Background Briefing: June 26, 2018
The Dilemma Democrats Face in How to React to Trump’s Insults and Lies
We begin with the dilemma facing Democrats about how to react to Donald Trump’s relentless barrage of insults and lies without stooping to Trump’s level of gutter politics and hateful rhetoric. An historian of American political discourse, Jennifer Mercieca, a Professor in the Department of Communications at Texas A&M where she teaches courses on political communication and presidential rhetoric joins us. We discuss how much public shaming and protests against Sarah Sanders and Stephen Miller only serve to make these otherwise unsympathetic henchmen of Trump’s, sympathetic. And while Democrats are entitled to righteous anger at Trump’s inhumanity and immorality, how do they avoid the trap of playing into Trump’s hands by reacting in a way that Congresswoman Maxine Waters advocated as opposed to following Michelle Obama’s advice of “when they go low, we go high”?
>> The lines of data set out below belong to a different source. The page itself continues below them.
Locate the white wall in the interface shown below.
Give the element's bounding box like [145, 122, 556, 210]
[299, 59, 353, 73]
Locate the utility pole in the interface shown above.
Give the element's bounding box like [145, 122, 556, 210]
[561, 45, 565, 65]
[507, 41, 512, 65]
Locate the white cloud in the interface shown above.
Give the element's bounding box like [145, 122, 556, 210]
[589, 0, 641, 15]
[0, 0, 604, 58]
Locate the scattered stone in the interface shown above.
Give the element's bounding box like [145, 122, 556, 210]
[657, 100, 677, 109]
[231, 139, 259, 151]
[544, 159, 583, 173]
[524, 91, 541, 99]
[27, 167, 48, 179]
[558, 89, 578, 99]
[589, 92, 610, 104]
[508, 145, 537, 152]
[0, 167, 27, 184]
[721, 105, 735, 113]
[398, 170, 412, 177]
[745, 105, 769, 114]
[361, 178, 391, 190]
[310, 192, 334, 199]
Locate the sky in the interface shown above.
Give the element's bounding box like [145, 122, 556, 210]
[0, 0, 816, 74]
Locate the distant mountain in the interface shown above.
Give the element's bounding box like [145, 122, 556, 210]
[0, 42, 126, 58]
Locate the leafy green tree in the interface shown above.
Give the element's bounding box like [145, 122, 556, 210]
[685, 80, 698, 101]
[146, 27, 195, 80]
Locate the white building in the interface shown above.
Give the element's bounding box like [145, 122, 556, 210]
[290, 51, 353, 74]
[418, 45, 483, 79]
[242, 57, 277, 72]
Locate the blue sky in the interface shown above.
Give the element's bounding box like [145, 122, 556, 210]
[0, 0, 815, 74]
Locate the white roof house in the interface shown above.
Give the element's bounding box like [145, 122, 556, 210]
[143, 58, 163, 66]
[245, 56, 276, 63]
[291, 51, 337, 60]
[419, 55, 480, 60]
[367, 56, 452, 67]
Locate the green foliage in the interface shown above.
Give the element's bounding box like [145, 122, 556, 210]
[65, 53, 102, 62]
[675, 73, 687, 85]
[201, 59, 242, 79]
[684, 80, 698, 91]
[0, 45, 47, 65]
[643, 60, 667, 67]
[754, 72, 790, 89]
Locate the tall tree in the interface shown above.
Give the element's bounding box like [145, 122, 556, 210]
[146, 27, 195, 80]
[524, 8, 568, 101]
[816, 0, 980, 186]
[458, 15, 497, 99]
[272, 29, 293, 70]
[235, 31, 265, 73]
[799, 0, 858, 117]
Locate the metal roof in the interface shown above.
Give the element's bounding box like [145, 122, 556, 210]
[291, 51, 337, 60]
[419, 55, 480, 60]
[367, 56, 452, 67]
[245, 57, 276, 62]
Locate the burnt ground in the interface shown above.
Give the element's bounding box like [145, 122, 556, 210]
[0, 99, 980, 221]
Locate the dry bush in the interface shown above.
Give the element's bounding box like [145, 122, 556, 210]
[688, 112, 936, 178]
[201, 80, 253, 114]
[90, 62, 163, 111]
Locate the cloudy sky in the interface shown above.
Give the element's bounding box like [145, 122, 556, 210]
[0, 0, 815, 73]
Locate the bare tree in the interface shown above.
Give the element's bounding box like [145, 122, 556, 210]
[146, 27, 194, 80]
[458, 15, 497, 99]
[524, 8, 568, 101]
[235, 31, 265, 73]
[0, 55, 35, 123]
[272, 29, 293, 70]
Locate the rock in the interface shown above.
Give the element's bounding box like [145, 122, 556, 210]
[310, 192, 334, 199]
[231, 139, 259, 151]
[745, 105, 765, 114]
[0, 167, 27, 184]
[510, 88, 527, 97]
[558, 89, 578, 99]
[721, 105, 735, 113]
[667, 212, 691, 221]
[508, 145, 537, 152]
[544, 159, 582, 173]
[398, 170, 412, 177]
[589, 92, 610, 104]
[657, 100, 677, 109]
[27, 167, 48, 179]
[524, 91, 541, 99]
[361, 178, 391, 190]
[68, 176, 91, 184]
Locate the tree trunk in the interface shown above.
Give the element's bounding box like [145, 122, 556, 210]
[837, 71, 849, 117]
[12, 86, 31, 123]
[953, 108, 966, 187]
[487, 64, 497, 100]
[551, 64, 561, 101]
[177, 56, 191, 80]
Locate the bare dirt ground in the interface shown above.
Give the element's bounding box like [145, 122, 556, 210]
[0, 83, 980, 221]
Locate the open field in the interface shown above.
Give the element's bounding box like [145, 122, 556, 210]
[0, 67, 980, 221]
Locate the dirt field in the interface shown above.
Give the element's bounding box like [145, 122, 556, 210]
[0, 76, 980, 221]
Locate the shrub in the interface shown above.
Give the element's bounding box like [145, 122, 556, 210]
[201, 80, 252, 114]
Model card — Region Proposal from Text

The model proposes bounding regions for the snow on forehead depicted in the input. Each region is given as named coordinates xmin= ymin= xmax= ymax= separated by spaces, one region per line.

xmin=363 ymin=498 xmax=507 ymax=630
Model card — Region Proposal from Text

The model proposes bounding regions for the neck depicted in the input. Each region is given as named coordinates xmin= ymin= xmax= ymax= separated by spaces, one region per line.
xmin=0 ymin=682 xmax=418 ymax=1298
The Correlation Between the Intolerance of White Americans and Their Support for Authoritarians Rule
Then we speak with Nicholas Davis, a Research Scientist at the Public Policy Research Institute at Texas A&M who is currently at work on a book about the popular meaning of democracy and is the co-author of a study “White Outgroup Intolerance and Declining Support for American Democracy”. As the Republican Party moves from family values to white nationalism, we explore the correlation between the intolerance of white Americans and their support for authoritarian rule as intolerant white people appear to be abandoning their commitment to democracy while their perceptions are shaped by Trump and Fox News to believe that undeserving minorities are benefiting more from democracy than they are.